Humanidade com rosto de mulher
A mulher samaritana não é apenas o rosto de uma mulher usada ou envelhecida pelos golpes da vida; é também aquela que representava, naquele tempo, os pecados de todo o povo da Samaria que, em desobediência a Deus, tinha construído um templo no monte Gerizim, afastando-se da religião e dos costumes judaicos. Os samaritanos, em certos momentos da sua história, adoravam 5 deuses trazidos de 5 regiões pagãs. Quando Jesus fala a esta mulher com 5 maridos, fala a toda a região.
Os pecados pessoais e os pecados sociais assemelham-se e entrelaçam-se frequentemente. A humanidade pecadora tem o rosto de uma mulher ferida, e o pecado de uma nação tem a sua origem na dor de uma criança violada na sua inocência ou de uma criatura ultrajada na sua dignidade e no seu destino.
O confessionário junto ao poço
O poço de Jacob é esse confessionário improvisado onde continuarão a chegar almas sedentas de amor, mas transbordantes de dor. As feridas do passado são águas contaminadas e estagnadas que ameaçam fazer-nos adoecer. A sede no coração de uma mulher ferida tem muitos nomes e adjectivos: sede de relevância, de beleza, de juventude, de propósito, de maternidade bem sucedida com frutos e legados. O Senhor Jesus, médico e curador dos corações trespassados, aponta e confirma que as necessidades da alma são tão reais para a sobrevivência como as do corpo, e oferece porções generosas de amor e perdão. "Tomai da água que vos ofereço, porque virá o tempo, e está próximo, em que os verdadeiros adoradores adorarão o Pai em espírito e em verdade." Que anúncio! Que profecia para um mundo que anseia pelo que mais o sustenta: a presença constante do seu Deus! E que oferta tão impossível de recusar!

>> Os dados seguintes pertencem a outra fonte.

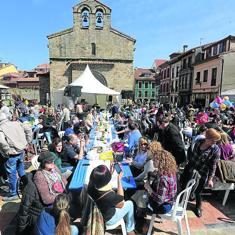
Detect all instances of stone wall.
[50,60,134,92]
[48,0,135,100]
[9,88,39,100]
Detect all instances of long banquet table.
[69,119,136,190]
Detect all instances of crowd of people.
[0,97,235,235]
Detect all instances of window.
[219,41,226,53]
[211,68,217,86]
[163,83,166,92]
[206,49,211,59]
[188,56,192,68]
[183,59,187,69]
[163,69,166,78]
[91,43,96,55]
[96,10,104,29]
[203,70,208,82]
[196,72,201,84]
[213,45,217,55]
[167,68,170,78]
[171,68,175,78]
[184,77,188,89]
[82,8,90,28]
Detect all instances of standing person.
[33,151,67,206]
[88,165,135,235]
[145,147,177,214]
[187,104,195,123]
[128,122,142,152]
[157,114,186,165]
[0,112,32,201]
[35,193,79,235]
[0,100,11,119]
[181,128,221,217]
[62,104,70,130]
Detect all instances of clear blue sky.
[0,0,235,70]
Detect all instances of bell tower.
[73,0,111,31]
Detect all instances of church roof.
[110,28,136,43]
[47,28,73,39]
[74,0,112,11]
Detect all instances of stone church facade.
[48,0,135,98]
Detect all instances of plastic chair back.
[172,179,196,219]
[31,155,40,170]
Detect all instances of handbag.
[82,197,105,235]
[111,142,124,152]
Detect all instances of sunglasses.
[141,143,148,146]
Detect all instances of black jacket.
[159,123,186,165]
[16,171,45,234]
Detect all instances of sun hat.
[205,128,221,141]
[38,151,56,164]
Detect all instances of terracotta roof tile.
[134,68,155,81]
[154,59,167,68]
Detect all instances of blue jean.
[106,201,135,233]
[5,152,25,196]
[44,131,52,144]
[70,225,79,235]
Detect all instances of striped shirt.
[189,139,220,178]
[150,174,177,205]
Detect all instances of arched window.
[96,9,104,29]
[82,8,90,28]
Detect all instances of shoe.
[2,195,19,202]
[194,207,202,218]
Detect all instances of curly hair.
[149,141,177,175]
[138,137,148,152]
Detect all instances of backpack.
[82,197,105,235]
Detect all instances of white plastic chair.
[106,219,127,235]
[31,155,40,170]
[147,179,196,235]
[58,131,65,139]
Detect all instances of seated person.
[64,121,74,138]
[63,134,85,166]
[16,171,45,235]
[218,133,233,160]
[126,137,148,176]
[73,122,90,152]
[88,165,135,235]
[35,193,79,235]
[128,122,142,152]
[145,150,177,214]
[48,137,73,179]
[33,151,67,205]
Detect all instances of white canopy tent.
[69,65,120,95]
[55,65,120,108]
[0,84,9,89]
[221,89,235,102]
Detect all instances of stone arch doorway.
[91,69,108,86]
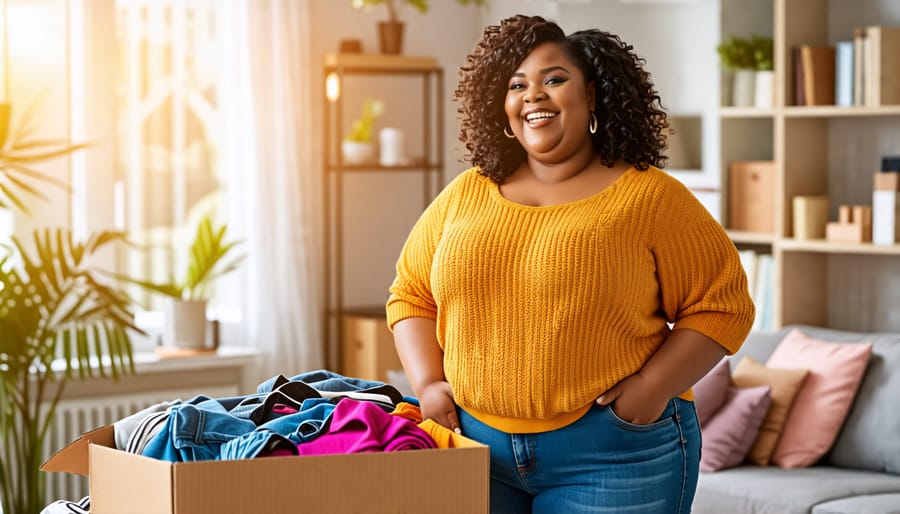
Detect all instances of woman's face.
[505,43,594,163]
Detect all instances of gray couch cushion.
[728,328,789,370]
[691,466,900,514]
[780,326,900,474]
[812,493,900,514]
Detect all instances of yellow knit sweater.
[387,167,754,433]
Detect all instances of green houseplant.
[351,0,485,54]
[0,105,140,514]
[341,98,384,164]
[716,34,773,107]
[118,216,245,348]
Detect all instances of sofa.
[692,325,900,514]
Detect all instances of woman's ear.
[586,80,597,112]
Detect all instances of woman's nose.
[525,87,547,102]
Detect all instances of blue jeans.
[458,398,700,514]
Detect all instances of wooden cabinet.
[341,309,403,382]
[719,0,900,331]
[322,54,444,368]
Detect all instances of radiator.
[44,386,238,505]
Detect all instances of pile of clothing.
[41,370,460,514]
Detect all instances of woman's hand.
[419,380,462,434]
[596,373,670,425]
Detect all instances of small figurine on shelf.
[341,98,384,164]
[825,205,872,243]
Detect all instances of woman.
[387,16,754,514]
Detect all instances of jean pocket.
[606,400,675,432]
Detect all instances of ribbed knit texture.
[387,168,754,432]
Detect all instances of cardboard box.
[41,426,490,514]
[341,307,403,382]
[728,161,775,234]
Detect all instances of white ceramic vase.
[731,69,756,107]
[163,298,206,348]
[753,70,775,109]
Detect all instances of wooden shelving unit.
[323,54,444,370]
[719,0,900,331]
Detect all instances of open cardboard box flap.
[41,425,116,475]
[41,420,490,514]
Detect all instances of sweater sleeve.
[385,170,458,330]
[652,180,755,354]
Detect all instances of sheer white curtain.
[221,0,324,383]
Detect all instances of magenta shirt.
[297,398,437,455]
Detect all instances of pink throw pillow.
[766,329,872,468]
[692,357,731,427]
[700,386,770,472]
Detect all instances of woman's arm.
[597,329,726,425]
[393,317,460,433]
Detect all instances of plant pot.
[341,141,375,164]
[753,70,775,108]
[163,298,207,348]
[378,21,403,55]
[731,69,756,107]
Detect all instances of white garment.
[41,496,91,514]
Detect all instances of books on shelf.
[793,45,835,105]
[738,250,775,331]
[791,25,900,107]
[834,40,853,107]
[853,28,866,105]
[863,25,900,106]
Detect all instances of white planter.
[731,69,756,107]
[163,298,206,348]
[341,141,375,164]
[753,70,775,108]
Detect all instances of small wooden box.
[793,196,828,240]
[341,311,403,383]
[728,161,775,234]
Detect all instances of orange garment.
[386,167,754,433]
[391,402,422,423]
[391,402,467,448]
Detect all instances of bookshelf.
[718,0,900,332]
[322,53,444,368]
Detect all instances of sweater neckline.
[479,166,637,212]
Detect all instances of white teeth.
[525,112,556,123]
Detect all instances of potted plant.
[0,104,140,514]
[750,34,775,108]
[716,35,756,107]
[117,216,245,348]
[716,34,772,107]
[341,98,384,164]
[351,0,485,54]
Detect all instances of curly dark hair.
[453,15,669,183]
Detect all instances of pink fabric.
[700,386,771,472]
[766,329,872,468]
[272,403,300,414]
[692,357,731,428]
[297,398,436,455]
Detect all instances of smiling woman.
[387,15,753,514]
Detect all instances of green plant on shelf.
[344,98,384,143]
[716,34,773,71]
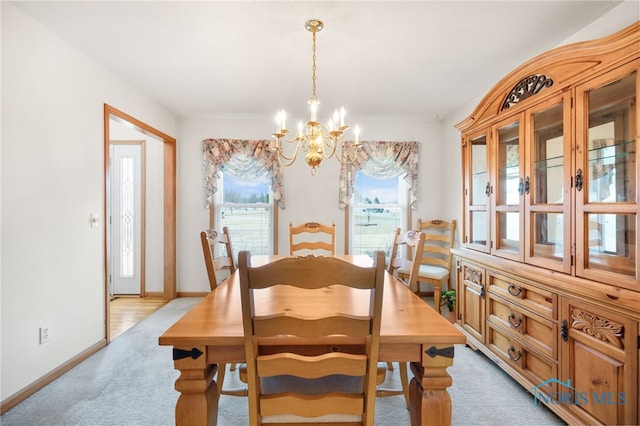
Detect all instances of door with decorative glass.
[109,143,143,296]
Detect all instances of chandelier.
[270,19,361,175]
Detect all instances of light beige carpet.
[0,298,563,426]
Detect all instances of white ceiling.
[15,0,620,122]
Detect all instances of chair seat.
[260,374,363,424]
[260,374,362,395]
[418,265,449,281]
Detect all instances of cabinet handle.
[509,312,522,328]
[576,169,582,191]
[507,346,522,361]
[518,178,524,195]
[507,283,522,296]
[560,320,569,342]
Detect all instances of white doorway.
[109,141,145,297]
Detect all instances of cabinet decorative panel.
[452,22,640,424]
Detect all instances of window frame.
[344,174,412,257]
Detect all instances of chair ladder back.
[238,251,385,425]
[418,219,456,270]
[200,226,236,290]
[289,222,336,256]
[388,228,425,292]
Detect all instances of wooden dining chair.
[378,228,426,409]
[200,226,247,396]
[238,251,385,426]
[200,226,236,291]
[416,219,456,312]
[289,222,336,256]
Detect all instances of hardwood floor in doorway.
[109,296,167,340]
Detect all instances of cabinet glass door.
[524,96,571,273]
[465,132,491,253]
[493,115,524,260]
[575,61,640,290]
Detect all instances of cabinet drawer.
[489,274,558,320]
[488,294,558,360]
[487,323,558,393]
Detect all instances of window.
[349,172,408,257]
[338,141,419,255]
[214,171,274,259]
[202,139,284,258]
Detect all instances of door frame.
[102,103,177,342]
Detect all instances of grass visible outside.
[221,208,400,257]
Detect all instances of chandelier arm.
[278,138,302,167]
[336,147,358,164]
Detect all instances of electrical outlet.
[40,325,51,345]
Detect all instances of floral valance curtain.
[338,141,418,210]
[202,139,284,208]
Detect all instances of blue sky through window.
[355,173,398,204]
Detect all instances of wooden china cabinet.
[452,22,640,425]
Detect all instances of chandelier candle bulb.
[270,19,360,175]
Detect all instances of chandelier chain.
[311,32,318,101]
[269,19,362,175]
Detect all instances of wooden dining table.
[159,255,466,426]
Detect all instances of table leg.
[173,348,219,426]
[409,345,453,426]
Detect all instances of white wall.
[442,0,640,250]
[442,0,640,294]
[0,2,177,400]
[178,117,443,292]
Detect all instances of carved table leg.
[409,345,453,426]
[173,348,219,426]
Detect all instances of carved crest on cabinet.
[571,308,624,349]
[464,268,482,286]
[500,74,553,111]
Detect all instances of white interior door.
[110,144,142,295]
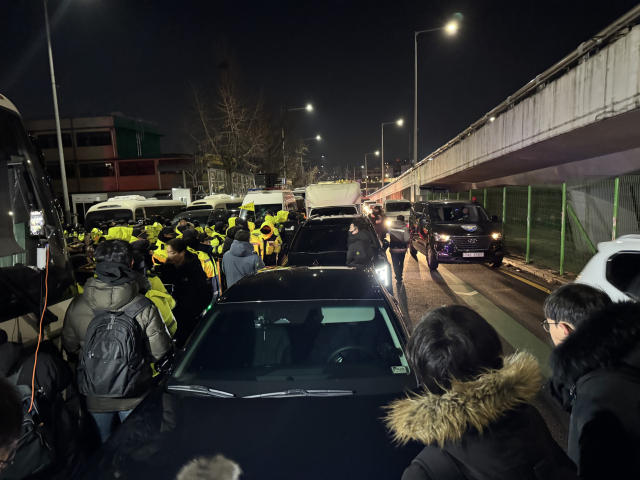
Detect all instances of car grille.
[451,237,491,251]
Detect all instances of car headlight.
[376,265,389,287]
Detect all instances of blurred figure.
[386,306,577,480]
[544,283,640,479]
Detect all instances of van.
[240,189,296,221]
[305,183,362,217]
[383,200,413,223]
[84,195,185,231]
[187,193,243,210]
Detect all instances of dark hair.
[93,240,133,267]
[234,230,251,242]
[544,283,611,327]
[0,377,22,450]
[167,238,187,253]
[406,305,503,395]
[351,217,367,230]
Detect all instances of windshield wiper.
[242,388,355,398]
[167,385,235,398]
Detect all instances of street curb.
[502,257,574,285]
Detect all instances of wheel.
[491,259,502,268]
[427,247,438,270]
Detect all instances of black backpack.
[78,296,153,398]
[0,367,55,480]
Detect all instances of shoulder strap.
[413,446,465,480]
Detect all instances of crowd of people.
[0,204,640,480]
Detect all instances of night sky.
[0,0,637,172]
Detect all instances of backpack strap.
[413,446,465,480]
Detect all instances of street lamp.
[364,150,380,194]
[413,20,460,165]
[380,119,404,186]
[43,0,71,223]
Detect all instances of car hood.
[81,389,422,480]
[432,222,502,237]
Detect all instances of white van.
[84,195,185,231]
[305,183,362,217]
[240,189,296,220]
[382,200,413,223]
[187,193,244,210]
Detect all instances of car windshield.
[174,300,409,394]
[385,202,411,213]
[429,203,489,223]
[311,205,358,216]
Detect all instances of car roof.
[218,266,384,304]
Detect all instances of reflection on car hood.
[80,389,422,480]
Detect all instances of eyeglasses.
[541,320,560,333]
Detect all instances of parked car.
[284,215,391,288]
[80,267,422,480]
[411,200,504,270]
[576,235,640,302]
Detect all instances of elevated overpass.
[371,5,640,201]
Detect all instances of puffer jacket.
[549,302,640,479]
[386,352,580,480]
[62,277,171,413]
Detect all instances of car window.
[429,203,489,223]
[175,300,409,391]
[606,252,640,293]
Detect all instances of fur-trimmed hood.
[549,302,640,385]
[385,352,542,447]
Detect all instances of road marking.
[418,254,551,378]
[500,270,551,295]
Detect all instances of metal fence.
[422,175,640,275]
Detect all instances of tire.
[427,247,438,270]
[491,259,502,268]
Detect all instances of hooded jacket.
[62,278,171,413]
[386,352,576,480]
[222,240,264,287]
[549,302,640,479]
[347,230,373,267]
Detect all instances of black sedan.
[411,200,504,270]
[82,267,421,480]
[285,215,391,289]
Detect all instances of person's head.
[93,240,133,267]
[544,283,611,345]
[349,218,367,235]
[167,238,187,266]
[0,377,22,472]
[233,230,251,242]
[406,305,503,395]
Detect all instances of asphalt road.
[389,253,569,449]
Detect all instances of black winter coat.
[347,231,373,267]
[387,352,577,480]
[549,302,640,479]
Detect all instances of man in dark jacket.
[347,218,373,267]
[222,230,264,287]
[386,305,576,480]
[62,240,171,441]
[544,284,640,479]
[159,238,213,347]
[389,215,411,284]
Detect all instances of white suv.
[576,235,640,302]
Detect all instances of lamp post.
[380,119,404,186]
[43,0,71,223]
[364,150,380,195]
[280,103,312,183]
[413,21,459,165]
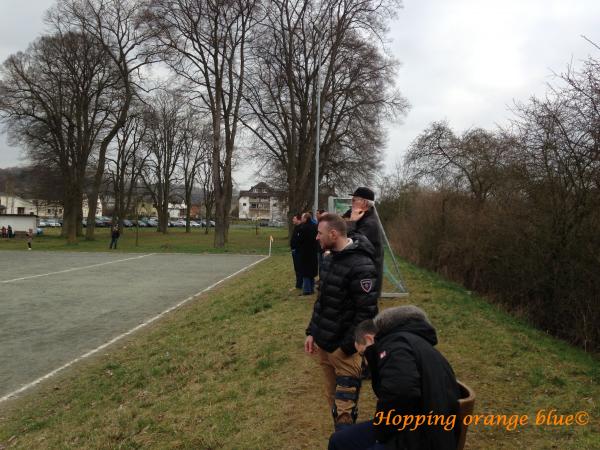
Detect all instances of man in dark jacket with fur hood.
[329,305,460,450]
[304,214,377,429]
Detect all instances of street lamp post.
[313,30,321,217]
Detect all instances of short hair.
[373,305,430,332]
[354,319,377,345]
[320,213,348,237]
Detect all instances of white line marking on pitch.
[0,253,156,284]
[0,255,269,403]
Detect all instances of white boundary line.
[0,253,156,284]
[0,255,269,403]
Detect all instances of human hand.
[304,336,317,355]
[350,209,365,222]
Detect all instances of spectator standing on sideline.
[108,225,121,250]
[348,187,384,296]
[25,228,33,250]
[329,305,460,450]
[290,214,302,290]
[297,212,319,295]
[304,214,377,430]
[317,209,327,271]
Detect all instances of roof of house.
[238,181,286,198]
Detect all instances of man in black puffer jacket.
[329,305,460,450]
[304,214,377,429]
[347,187,384,296]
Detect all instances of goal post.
[327,197,409,298]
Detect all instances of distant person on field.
[108,225,121,250]
[25,228,33,250]
[297,212,319,295]
[304,214,377,430]
[290,214,302,289]
[329,305,460,450]
[346,187,384,296]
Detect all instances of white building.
[0,214,37,234]
[0,193,102,219]
[0,193,38,216]
[168,202,187,219]
[238,182,287,222]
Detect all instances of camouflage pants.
[317,348,362,425]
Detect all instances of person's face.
[354,334,375,356]
[317,222,337,250]
[352,196,368,210]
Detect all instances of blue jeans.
[327,421,385,450]
[302,277,315,295]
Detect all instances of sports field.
[0,251,264,401]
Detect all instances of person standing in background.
[25,228,33,250]
[297,212,319,295]
[108,225,121,250]
[290,214,302,290]
[347,187,384,297]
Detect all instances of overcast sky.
[0,0,600,185]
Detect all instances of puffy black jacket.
[347,208,383,293]
[306,235,378,355]
[365,319,460,450]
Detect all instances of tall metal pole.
[313,32,321,217]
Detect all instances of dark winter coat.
[347,208,383,294]
[290,225,300,272]
[296,222,319,278]
[306,235,377,355]
[365,319,460,450]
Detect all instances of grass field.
[0,225,288,254]
[0,248,600,450]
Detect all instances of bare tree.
[0,30,116,242]
[197,148,215,234]
[148,0,257,247]
[55,0,153,239]
[244,0,407,221]
[106,108,148,229]
[180,112,211,233]
[142,91,184,233]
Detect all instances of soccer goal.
[327,197,409,298]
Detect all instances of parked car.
[46,219,62,228]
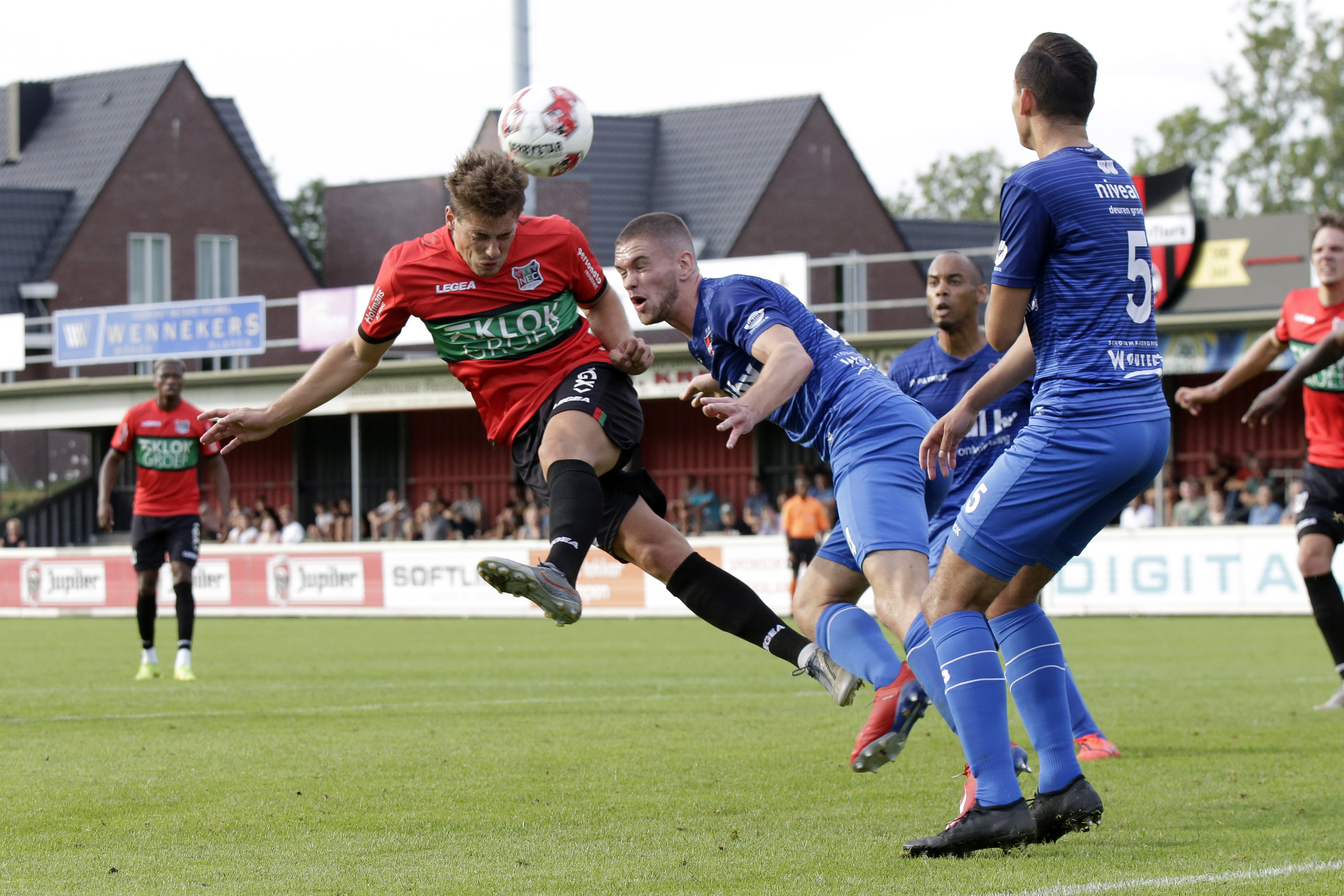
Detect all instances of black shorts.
[513,363,668,559]
[789,539,817,572]
[1293,464,1344,544]
[130,513,200,572]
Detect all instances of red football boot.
[849,662,929,771]
[1074,735,1119,762]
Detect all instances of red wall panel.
[1171,371,1306,477]
[200,426,294,508]
[406,407,513,525]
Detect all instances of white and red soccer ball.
[498,87,593,177]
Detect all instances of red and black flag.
[1133,165,1204,310]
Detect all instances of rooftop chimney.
[4,80,51,165]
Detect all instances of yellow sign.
[1190,236,1251,289]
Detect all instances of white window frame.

É tempo de deixar de mendigar migalhas de amor quando o Pão da Vida fala contigo. E se aceitares o dom de Deus, sai do anonimato e deixa-te reconhecer como uma mulher livre e curada.
Uma mulher curada será posicionada e capacitada para transformar muitos, como quando, no final de João 4, foi ela, e não os discípulos de Jesus, que acabou por evangelizar a Samaria. Ela é a filha, a esposa, a mãeA professora, a catequista, a mulher corajosa e assertiva, que se deixou curar para se tornar portadora da cura para muitos. Também tu te sentas com Jesus no "poço de Jacob", ou melhor ainda, no confessionário e diante do Santíssimo Sacramento, para iniciar ou completar o diálogo mais extenso e completo que alguma vez tiveste com Ele, e eu garanto-te que nunca mais terás sede.